Walt Whitman describes a Democratic Party convention in the United States in the 1850s: “The members who composed it were, seven-eighths of them, the meanest kind of bawling and blowing office-holders, office-seekers, pimps, malignants, conspirators, murderers, fancy-men, custom-house clerks, contractors, kept-editors, spaniels well-train’d to carry and fetch, jobbers, infidels... terrorists, mail-riflers, slave-catchers... duellists, carriers of conceal’d weapons, deaf men, pimpled men, scarr’d inside with vile disease, gaudy outside with gold chains made from the people’s money and harlots’ money twisted together; crawling, serpentine men, the lousy combings and born freedom-sellers of the earth. And whence came they? From back-yards and bar-rooms; from out of the customhouses, marshals’ offices, post-offices, and gambling-hells; from the President’s house, the jail, the station-house; from unnamed by-places, where devilish disunion was hatch’d at midnight... Such, I say, form’d... the entire personnel, the atmosphere, nutriment and chyle, of our municipal, State, and National politics—substantially permeating, handling, deciding, and wielding everything—legislation, nominations, elections, “public sentiment,” &c.—while the great masses of the people, farmers, mechanics, and traders, were helpless in their gripe.”

Hilaire Belloc and Cecil Chesterton write in their 1911 book, The Party System: “The House of Commons has ceased to be an instrument of Government. Its ancient functions have been killed under the prolonged and continuous action of hypocrisy. It affords today... no more than an opportunity for highly lucrative careers.

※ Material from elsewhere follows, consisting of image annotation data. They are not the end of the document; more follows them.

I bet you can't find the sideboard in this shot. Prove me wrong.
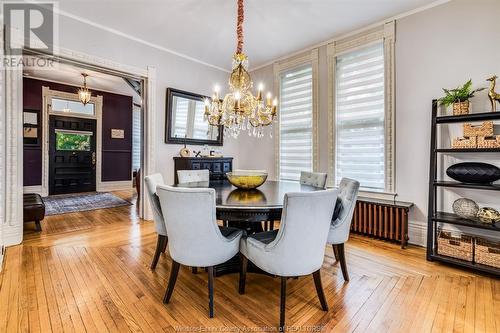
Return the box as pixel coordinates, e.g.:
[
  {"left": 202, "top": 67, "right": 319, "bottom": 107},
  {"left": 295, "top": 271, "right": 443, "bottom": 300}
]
[{"left": 174, "top": 156, "right": 233, "bottom": 184}]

That career is founded upon the bamboozlement of the public (whose faculty for being duped these professionals hope to prey upon indefinitely), with the complicity of nobodies content to write MP after their name as a sufficient reward for supporting the Party System; to whom, of course, must be added the lawyers and businessmen for whom Parliament offers definite financial rewards, and that in proportion to their indifference to their representative duties. All modern scholarship would tend to say of any institution which had fallen into such a condition that it is past praying for; and history is there with a hundred examples to support this modern conclusion… “It would seem that changes in political machinery will prove either impossible or ineffective, unless the people can be reawakened to political consciousness and to a resolution to make their will prevail. An alert democracy, even with unchanged machinery, could knock the bottom out of the Party System tomorrow by refusing to elect party hacks and by sending to Parliament men fully determined to make an end of the corruption and unreality of our politics.”

Patrick Marnham, Paris correspondent of The Independent, describes the French Senate in 1989: “It is a curious institution. Unlike the House of Lords it is elected, but it is elected by local councillors, an overwhelming majority of them from small country communes... Chesterton said that ‘tradition is the democracy of the politically dead,’ but in France ‘the politically dead’ get a seat in parliament, together with three secretaries each, interest-free loans, subsidised foreign travel and an income of £40,000 half of which is tax free...

“It is true that three senators have been accused of fraud, bribery and tax evasion in the past three years, but they have been cleared of all these charges—by other senators.”